Confusion regarding considering a transmission line as lumped or distributed

I am just elaborating my question.

I have came across different formula's to say whether a Transmission line is lumped or distributed.

in one of the books i read
" Effective length of a electrical feature like rise time is = \$tr(rise\space time\space in\space ps)\over D(time\space delay\space in\space {ps\over in})\$.
If the trace length is > \${Effective\space length\over 6}\$ ==> then Trace is distributed in nature.
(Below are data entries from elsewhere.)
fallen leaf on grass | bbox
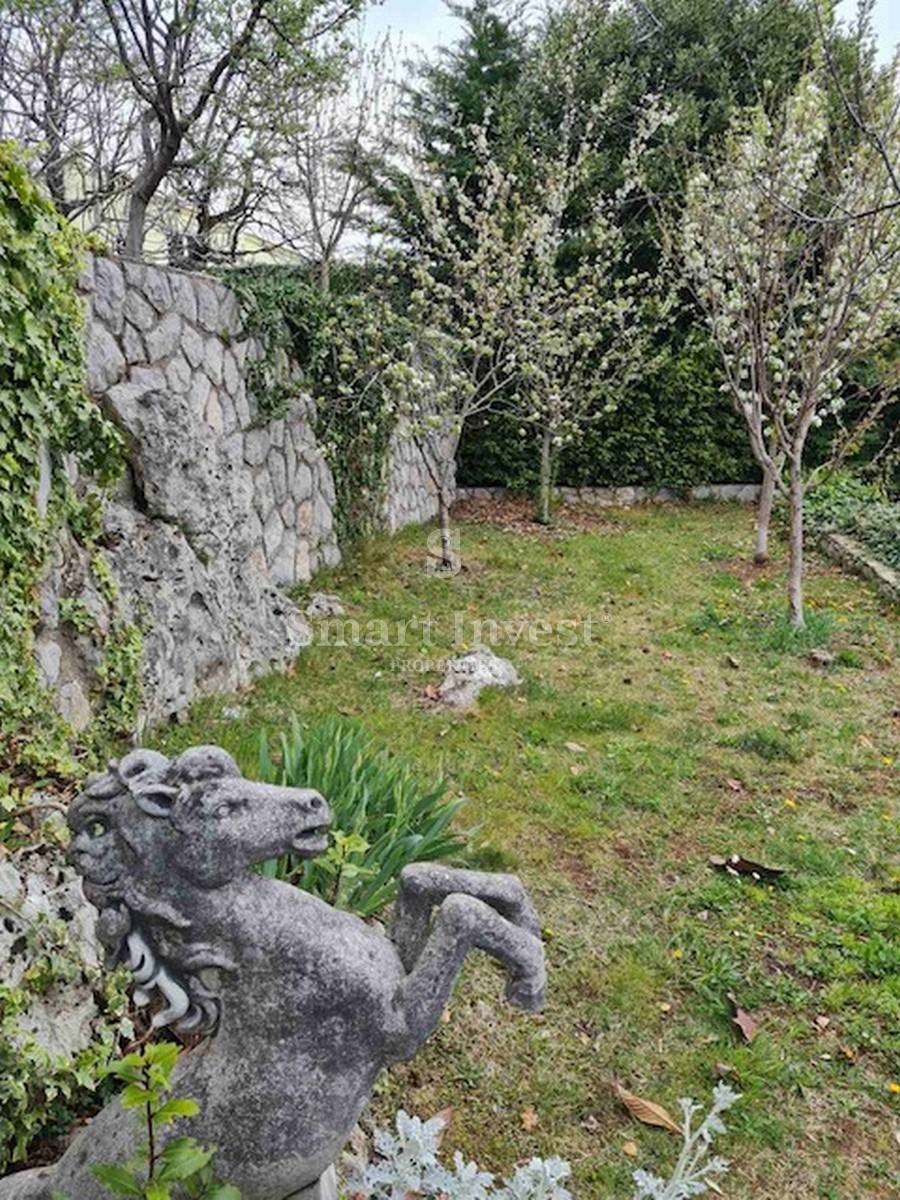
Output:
[612,1082,682,1138]
[728,991,757,1043]
[709,854,785,880]
[434,1104,454,1145]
from basics what i remember,
"when any trace length is comparable to wavelength (\${\lambda\over 4}\$ or sometimes \${\lambda \over 5}\$ or \${\lambda\over (\sqrt{2\pi})}\$" ===> Considered as distributed line.

if i take rise time = 1ns and freespace velocity = \$3*10^8{m\over s}\$.==> delay as \$85{ps\over inch}\$ \${10^{12}\over 3*10^8*39.37}\$

first reference will give
effective length= \${1000ps\over 85 {ps\over in}} = 11.765 in.\$
\${effective\space length\over 6} = 1.96 in\$
So, any transmission line which exceeds length of 2 in will be considered as distributed.

As per 2nd refernce which i mentioned.
for rise time tr = 1ns
Maximum freq \$(fknee) = {0.5\over tr} = {0.5\over 1ns} = 500Mhz\$
So, wavelength of this feature \$= {3*10^8 \over 500Mhz} = 0.1meters ==>~ 3.94inches\$(approx)

So, now

\${\lambda\over 6} = 0.6562in.\$

\${\lambda\over 5} = 0.787 in.\$

one of the value is almost double to the other method ( because of factor 0.5 used in calculating knee frequency)

in some references i have seen knee freq was mentioned as \${1\over \pi*tr}\$ where \$\pi=3.14\$

in some references i have seen if the round time delay of the signal is comparable to the rise time then it is considered as distributed line.

if i am wrong please correct me.
Why these many variations.
I clearly don't know are there any different conditions under which each formula will be valid.